画面上にある“男の子”と“女の子”どちらを押しても、“女の子”にしか投票がいかないと言う捻りの無い簡単なものだ。
始めから回答を“男の子”と決めて膝を抱えて震えてしまえば…救済されない。
彼女は愚問だと言うように鼻を鳴らし、キーボードを叩く手を休めずに僕を見た。
「頑固な人は直々に投票先を変えるから平気。そんなに人数もいないだろうし、時間もまだあるから…そうだ、“保険”の為にひと肌脱いでくれない?」
「えぇっと…うん、わかった。下から脱ぐね。僕、脱いだら色々凄いから…ルカちゃん、僕にトキめいたりしたら駄目だよ?ほら…僕にはアリスと言う心に決めた人が――」
「…“此処”に行って。薬品に詳しいみたいだから適役でしょ。幸い地下にはテロリストの監視も無いから、危なくないよぉ??」
「はいはい、そっちも精々頑張りなよ。

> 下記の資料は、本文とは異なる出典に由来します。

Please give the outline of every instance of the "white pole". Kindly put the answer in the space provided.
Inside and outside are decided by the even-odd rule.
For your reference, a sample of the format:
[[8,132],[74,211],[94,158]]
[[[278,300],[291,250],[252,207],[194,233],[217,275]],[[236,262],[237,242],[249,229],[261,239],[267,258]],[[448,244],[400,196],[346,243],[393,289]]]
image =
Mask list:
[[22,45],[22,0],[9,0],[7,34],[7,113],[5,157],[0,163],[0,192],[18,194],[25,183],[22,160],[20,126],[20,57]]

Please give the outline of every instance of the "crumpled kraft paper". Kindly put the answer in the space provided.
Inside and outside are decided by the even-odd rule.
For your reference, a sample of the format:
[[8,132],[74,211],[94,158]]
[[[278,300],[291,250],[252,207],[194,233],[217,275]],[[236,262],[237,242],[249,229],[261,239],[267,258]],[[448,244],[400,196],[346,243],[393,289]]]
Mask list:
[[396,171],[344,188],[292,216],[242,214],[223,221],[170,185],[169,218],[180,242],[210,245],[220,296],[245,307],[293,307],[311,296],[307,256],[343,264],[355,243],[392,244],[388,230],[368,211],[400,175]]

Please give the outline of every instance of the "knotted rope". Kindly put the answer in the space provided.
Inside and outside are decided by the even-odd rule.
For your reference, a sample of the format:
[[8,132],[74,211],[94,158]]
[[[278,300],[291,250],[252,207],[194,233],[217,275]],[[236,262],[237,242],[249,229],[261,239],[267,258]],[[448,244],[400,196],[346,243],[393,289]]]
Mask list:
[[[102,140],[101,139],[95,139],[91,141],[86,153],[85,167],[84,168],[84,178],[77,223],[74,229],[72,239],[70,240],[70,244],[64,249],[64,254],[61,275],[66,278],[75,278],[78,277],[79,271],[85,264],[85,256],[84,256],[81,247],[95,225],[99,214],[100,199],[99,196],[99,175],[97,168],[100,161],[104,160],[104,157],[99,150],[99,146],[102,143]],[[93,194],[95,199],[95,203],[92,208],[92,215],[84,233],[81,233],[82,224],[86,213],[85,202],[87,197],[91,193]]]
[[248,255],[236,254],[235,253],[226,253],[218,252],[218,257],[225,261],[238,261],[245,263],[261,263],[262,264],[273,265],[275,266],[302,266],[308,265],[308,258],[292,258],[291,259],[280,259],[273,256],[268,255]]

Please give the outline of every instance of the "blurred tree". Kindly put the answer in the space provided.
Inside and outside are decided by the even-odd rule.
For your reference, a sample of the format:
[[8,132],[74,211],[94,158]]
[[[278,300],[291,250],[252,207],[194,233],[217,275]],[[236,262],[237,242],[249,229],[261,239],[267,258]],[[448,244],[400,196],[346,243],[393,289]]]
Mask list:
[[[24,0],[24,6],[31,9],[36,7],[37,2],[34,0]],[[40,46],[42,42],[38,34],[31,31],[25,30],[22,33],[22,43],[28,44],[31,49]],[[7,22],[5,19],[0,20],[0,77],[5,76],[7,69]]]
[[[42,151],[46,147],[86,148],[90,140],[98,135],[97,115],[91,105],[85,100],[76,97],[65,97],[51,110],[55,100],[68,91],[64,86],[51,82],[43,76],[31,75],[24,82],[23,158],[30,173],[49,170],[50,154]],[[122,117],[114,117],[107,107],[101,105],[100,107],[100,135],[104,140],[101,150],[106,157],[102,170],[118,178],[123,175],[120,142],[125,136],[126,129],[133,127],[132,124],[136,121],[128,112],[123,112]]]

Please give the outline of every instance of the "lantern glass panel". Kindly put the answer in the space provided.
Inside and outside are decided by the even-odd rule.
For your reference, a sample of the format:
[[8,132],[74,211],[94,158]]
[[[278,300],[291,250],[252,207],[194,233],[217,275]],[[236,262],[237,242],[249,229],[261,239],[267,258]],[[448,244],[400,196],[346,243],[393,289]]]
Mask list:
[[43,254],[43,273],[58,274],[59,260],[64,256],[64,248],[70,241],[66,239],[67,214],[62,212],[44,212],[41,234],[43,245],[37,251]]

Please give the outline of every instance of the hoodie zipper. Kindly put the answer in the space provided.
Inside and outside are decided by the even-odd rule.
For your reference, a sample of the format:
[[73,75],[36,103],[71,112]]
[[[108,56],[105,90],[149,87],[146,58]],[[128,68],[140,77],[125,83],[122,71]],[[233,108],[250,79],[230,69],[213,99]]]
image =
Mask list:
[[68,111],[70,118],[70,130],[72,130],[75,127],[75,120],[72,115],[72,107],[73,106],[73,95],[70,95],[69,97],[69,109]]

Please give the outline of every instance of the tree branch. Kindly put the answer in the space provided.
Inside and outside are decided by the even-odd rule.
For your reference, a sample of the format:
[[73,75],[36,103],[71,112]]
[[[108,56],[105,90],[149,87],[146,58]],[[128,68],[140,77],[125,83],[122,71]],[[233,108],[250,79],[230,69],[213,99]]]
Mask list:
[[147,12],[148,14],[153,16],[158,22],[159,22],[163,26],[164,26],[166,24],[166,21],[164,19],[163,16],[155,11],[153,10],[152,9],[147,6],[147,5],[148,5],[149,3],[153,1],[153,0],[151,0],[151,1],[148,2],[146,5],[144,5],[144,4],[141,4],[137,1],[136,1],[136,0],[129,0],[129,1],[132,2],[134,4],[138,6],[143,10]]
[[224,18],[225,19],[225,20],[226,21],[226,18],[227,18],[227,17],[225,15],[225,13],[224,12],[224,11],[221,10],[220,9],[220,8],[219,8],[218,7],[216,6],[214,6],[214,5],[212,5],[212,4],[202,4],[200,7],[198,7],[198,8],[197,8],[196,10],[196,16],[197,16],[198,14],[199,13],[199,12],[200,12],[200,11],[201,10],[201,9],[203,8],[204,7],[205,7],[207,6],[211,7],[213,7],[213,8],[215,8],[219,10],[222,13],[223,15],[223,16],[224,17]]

いい結果を期待してる」
ルカちゃんの端末からメールで送られてきた地図と、その場所の詳しい展開図。
面倒くさいから行くのをやめようかと考えるが、ルカちゃんから監視カメラの映像をチェックされたら最後。
下手な動きをしたとして、テロリストと共犯だと疑われるかもしれない。
ならばと、重い腰を上げルカちゃんを背にして、安全な視聴覚室から出ることにした。